Package nltk_lite :: Module utilities
[show private | hide private]
[frames | no frames]

Module nltk_lite.utilities

Classes
Counter A counter that auto-increments each time its value is read.
MinimalSet Find contexts where more than one possible target value can appear.
SortedDict A very rudamentary sorted dictionary, whose main purpose is to allow dictionaries to be displayed in a consistent order in regression tests.

Function Summary
  edit_dist(s1, s2)
Calculate the Levenshtein edit-distance between two strings.
  filestring(f)
  pr(data, start, end)
Pretty print a sequence of data items
  print_string(s, width)
Pretty print a string, breaking lines on whitespace
string re_show(regexp, string)
Search string for substrings matching regexp and wrap the matches with braces.
  _edit_dist_init(len1, len2)
  _edit_dist_step(lev, i, j, c1, c2)

Function Details

edit_dist(s1, s2)

Calculate the Levenshtein edit-distance between two strings.

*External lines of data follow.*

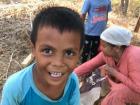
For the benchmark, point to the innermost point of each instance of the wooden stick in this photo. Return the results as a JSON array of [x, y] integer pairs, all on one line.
[[137, 25]]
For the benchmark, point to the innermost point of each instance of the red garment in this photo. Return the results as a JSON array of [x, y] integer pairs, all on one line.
[[128, 73]]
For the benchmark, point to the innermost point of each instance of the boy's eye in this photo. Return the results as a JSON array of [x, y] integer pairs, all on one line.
[[47, 51], [69, 53]]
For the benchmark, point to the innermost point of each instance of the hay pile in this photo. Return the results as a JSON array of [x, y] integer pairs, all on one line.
[[15, 24]]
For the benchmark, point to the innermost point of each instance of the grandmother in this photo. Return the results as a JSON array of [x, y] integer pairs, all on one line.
[[122, 64]]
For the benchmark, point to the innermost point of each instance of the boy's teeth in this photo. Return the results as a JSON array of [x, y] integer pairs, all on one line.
[[56, 74]]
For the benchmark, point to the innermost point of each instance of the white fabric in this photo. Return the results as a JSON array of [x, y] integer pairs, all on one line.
[[117, 35], [89, 98]]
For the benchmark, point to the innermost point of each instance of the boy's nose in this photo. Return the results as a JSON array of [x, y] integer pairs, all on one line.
[[58, 61]]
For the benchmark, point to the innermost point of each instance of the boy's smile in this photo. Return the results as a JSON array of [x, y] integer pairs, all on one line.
[[56, 54]]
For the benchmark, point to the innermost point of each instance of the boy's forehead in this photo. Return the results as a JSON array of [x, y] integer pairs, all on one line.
[[52, 33]]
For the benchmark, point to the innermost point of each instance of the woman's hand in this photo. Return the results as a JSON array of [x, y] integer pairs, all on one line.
[[110, 70]]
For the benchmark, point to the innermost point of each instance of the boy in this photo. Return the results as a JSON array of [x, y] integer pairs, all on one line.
[[57, 38]]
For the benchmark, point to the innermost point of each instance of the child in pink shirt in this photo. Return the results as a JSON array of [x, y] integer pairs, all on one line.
[[122, 62]]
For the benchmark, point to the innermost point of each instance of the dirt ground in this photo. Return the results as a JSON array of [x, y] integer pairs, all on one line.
[[15, 24]]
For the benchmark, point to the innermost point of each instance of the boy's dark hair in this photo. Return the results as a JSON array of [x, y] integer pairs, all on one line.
[[62, 18]]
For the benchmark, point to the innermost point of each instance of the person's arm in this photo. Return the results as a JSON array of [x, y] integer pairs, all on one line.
[[90, 65], [75, 97], [83, 16], [133, 78]]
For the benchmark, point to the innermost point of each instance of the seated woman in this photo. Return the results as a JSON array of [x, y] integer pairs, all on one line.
[[122, 64]]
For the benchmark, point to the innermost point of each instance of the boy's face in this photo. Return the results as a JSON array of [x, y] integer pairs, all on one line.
[[56, 54]]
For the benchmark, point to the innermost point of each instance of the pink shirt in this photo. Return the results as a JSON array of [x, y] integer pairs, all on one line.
[[128, 67]]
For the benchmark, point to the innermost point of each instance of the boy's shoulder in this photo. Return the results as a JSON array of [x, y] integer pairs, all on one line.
[[17, 82], [19, 76]]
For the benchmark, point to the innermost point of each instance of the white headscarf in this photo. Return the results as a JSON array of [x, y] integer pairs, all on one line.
[[117, 35]]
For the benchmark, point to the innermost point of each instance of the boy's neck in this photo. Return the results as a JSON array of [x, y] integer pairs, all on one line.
[[53, 92]]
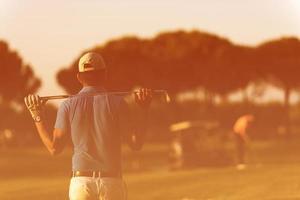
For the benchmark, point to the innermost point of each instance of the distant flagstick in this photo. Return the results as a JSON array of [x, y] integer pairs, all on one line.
[[163, 92]]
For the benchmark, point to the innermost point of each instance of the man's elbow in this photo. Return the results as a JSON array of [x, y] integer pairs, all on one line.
[[136, 146], [54, 152]]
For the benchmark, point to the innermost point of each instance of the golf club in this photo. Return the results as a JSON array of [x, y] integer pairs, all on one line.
[[162, 92]]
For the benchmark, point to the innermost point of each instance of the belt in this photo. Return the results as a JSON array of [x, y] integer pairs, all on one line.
[[95, 174]]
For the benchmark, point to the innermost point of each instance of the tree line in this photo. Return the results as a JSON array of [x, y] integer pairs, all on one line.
[[176, 61]]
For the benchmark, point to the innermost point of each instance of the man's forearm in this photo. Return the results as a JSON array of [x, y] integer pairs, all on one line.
[[45, 136]]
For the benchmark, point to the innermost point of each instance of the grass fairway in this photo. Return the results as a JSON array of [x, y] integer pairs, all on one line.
[[273, 174]]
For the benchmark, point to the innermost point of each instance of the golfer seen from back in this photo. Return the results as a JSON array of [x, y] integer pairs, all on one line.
[[96, 124]]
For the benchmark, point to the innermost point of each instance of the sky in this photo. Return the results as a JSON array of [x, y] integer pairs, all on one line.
[[49, 35]]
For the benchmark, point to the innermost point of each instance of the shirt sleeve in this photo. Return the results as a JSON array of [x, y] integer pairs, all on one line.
[[62, 118]]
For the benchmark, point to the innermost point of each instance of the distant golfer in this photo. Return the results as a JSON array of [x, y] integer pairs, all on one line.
[[96, 123], [240, 129]]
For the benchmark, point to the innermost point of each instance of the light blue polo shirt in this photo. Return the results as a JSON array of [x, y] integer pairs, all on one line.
[[94, 123]]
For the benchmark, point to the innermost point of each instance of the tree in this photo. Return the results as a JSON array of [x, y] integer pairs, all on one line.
[[16, 80], [279, 61]]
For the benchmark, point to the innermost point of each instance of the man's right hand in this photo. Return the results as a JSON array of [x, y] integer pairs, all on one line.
[[35, 106], [143, 97]]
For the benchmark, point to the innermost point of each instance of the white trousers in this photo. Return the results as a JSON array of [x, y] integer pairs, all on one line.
[[89, 188]]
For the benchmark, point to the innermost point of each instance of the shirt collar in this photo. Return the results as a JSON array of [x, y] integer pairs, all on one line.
[[91, 89]]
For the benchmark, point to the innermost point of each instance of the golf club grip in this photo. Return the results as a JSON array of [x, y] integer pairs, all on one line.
[[46, 98]]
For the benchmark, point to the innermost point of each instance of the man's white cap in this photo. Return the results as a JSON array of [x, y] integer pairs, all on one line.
[[90, 62]]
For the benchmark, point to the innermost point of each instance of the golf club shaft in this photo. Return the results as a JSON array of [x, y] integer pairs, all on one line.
[[46, 98]]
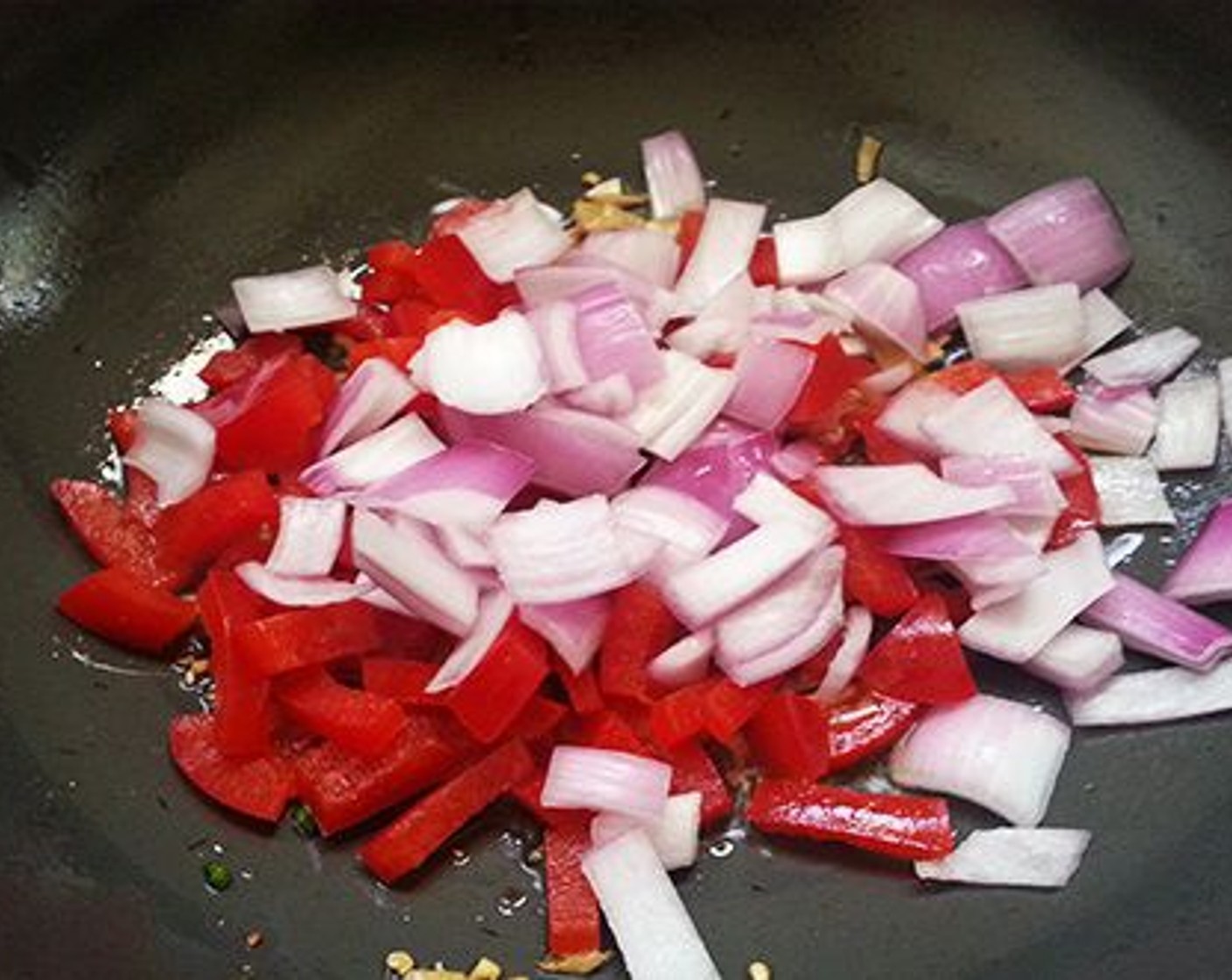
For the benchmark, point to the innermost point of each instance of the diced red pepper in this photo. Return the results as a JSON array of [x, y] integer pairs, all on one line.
[[343, 788], [416, 835], [259, 787], [358, 720], [875, 578], [494, 693], [920, 659], [304, 638], [909, 828], [790, 736], [120, 606], [572, 907]]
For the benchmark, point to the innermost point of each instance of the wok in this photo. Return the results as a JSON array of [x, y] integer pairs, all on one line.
[[150, 154]]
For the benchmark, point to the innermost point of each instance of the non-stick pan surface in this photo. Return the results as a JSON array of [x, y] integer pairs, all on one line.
[[148, 156]]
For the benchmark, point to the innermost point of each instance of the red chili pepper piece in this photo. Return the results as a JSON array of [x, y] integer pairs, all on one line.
[[790, 736], [120, 606], [920, 659], [259, 787], [416, 835], [909, 828], [572, 907]]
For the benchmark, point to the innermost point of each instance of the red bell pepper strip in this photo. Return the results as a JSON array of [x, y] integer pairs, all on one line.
[[920, 659], [242, 698], [259, 787], [790, 738], [866, 726], [358, 720], [416, 835], [572, 907], [343, 788], [120, 606], [307, 636], [494, 693], [873, 578], [909, 828]]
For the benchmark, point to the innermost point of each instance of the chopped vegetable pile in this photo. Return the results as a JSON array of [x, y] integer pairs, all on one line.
[[606, 514]]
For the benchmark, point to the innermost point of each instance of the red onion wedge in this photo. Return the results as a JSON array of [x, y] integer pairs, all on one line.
[[1153, 624], [174, 448], [284, 301], [998, 753], [652, 928], [900, 494], [1066, 232], [1018, 629], [1013, 857]]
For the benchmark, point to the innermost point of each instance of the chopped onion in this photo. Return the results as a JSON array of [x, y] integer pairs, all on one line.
[[495, 608], [403, 560], [1040, 327], [310, 536], [900, 494], [283, 301], [1144, 361], [998, 753], [174, 448], [1188, 437], [512, 234], [1018, 629], [1130, 492], [1153, 624], [374, 458], [1078, 659], [674, 835], [1015, 857], [672, 175], [652, 928], [1066, 232], [374, 394], [1150, 696], [580, 778], [486, 368]]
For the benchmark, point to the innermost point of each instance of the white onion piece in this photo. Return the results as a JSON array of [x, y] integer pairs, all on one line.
[[1017, 629], [483, 368], [1078, 659], [403, 560], [674, 835], [310, 536], [766, 500], [1014, 857], [653, 931], [374, 458], [1040, 327], [603, 780], [1130, 492], [174, 448], [998, 753], [558, 552], [808, 250], [673, 413], [1151, 696], [1188, 436], [1144, 361], [298, 591], [673, 177], [900, 494], [685, 662], [374, 394], [283, 301], [495, 608], [513, 234], [728, 234]]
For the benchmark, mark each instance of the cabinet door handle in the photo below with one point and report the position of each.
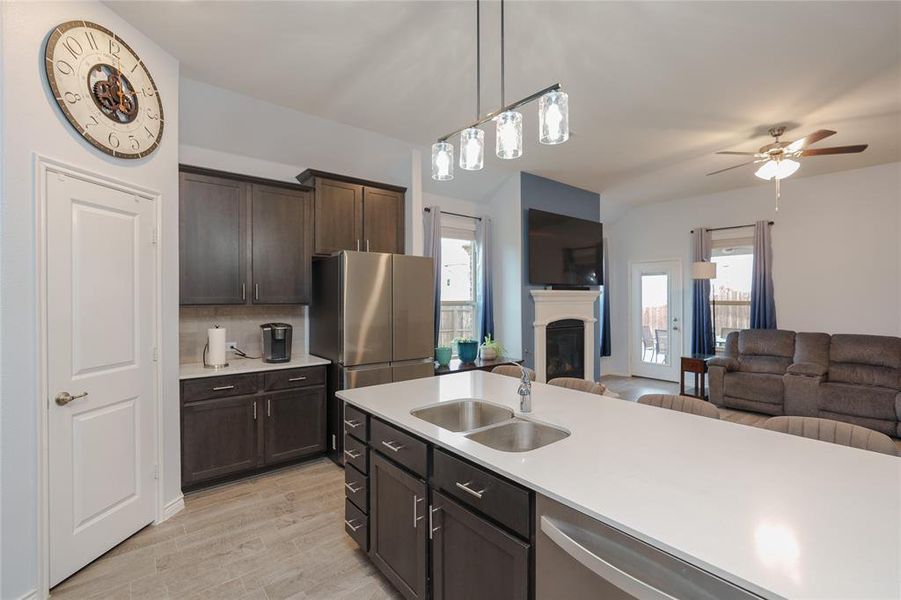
(416, 518)
(465, 487)
(351, 524)
(393, 446)
(432, 528)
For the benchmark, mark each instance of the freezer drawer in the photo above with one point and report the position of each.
(414, 369)
(413, 302)
(580, 558)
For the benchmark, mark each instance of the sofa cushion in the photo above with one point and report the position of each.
(767, 342)
(863, 401)
(759, 387)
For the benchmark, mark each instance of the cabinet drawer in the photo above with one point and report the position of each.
(219, 387)
(292, 378)
(399, 446)
(356, 488)
(356, 524)
(505, 502)
(356, 453)
(356, 423)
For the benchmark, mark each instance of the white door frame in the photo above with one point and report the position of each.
(677, 351)
(42, 167)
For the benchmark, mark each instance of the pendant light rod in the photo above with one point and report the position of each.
(511, 106)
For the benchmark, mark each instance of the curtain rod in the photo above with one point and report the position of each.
(444, 212)
(735, 227)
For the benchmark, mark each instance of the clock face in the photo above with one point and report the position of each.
(104, 89)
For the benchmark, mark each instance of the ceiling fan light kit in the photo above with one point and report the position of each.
(553, 122)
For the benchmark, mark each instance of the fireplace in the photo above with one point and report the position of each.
(566, 349)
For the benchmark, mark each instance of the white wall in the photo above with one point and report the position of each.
(33, 124)
(837, 258)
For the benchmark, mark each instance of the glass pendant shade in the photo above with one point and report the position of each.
(509, 134)
(472, 149)
(442, 161)
(553, 118)
(781, 169)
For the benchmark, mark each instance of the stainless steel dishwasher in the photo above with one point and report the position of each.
(580, 558)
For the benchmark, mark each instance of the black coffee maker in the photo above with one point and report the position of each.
(276, 342)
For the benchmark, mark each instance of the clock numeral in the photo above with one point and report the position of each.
(73, 46)
(92, 42)
(64, 67)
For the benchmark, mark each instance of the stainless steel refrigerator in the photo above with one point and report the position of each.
(372, 315)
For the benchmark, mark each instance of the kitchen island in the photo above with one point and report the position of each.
(778, 516)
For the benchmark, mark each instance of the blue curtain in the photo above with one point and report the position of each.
(432, 248)
(702, 340)
(605, 303)
(484, 291)
(763, 303)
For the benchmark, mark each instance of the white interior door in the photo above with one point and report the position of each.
(101, 294)
(656, 322)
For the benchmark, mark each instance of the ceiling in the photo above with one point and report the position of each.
(655, 87)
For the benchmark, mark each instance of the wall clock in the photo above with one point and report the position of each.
(104, 89)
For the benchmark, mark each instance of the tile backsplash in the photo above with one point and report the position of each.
(242, 324)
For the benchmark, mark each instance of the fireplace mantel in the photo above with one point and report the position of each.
(556, 305)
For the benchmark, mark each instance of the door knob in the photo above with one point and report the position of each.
(64, 398)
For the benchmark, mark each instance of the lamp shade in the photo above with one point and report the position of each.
(703, 270)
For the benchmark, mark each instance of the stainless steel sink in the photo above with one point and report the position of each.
(463, 415)
(518, 435)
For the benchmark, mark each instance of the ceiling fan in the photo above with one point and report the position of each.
(777, 157)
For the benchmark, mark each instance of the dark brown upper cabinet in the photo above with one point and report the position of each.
(212, 240)
(355, 214)
(281, 247)
(243, 240)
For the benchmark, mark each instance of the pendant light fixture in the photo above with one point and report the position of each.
(553, 120)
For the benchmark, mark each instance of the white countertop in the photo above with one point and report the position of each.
(238, 365)
(779, 515)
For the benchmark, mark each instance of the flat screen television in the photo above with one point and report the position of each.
(564, 251)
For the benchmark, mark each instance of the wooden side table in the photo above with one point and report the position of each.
(696, 364)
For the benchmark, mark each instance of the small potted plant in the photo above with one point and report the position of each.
(491, 349)
(467, 349)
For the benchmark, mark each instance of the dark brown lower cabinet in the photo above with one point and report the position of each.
(204, 427)
(473, 559)
(398, 527)
(294, 424)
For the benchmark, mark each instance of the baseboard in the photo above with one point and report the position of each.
(172, 508)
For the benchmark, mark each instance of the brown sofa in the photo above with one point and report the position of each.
(850, 378)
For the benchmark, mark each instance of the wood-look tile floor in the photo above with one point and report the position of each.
(272, 537)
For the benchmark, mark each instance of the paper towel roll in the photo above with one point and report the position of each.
(216, 340)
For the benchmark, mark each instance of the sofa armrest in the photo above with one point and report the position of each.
(806, 369)
(728, 363)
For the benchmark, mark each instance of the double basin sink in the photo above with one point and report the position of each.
(490, 425)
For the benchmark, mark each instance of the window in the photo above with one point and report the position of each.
(734, 258)
(458, 283)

The edit distance is the number of characters that need to be substituted, inserted, or deleted, to transform s1 into s2. For example, transforming "rain" to "shine" requires three steps, consisting of two substitutions and one insertion: "rain" -> "sain" -> "shin" -> "shine". These operations could have been done in other orders, but at least three steps are needed.
Parameters:
s1, s2 - The strings to be analysed
           (type of s1=string @rtype int)
           (type of s2=string @rtype int)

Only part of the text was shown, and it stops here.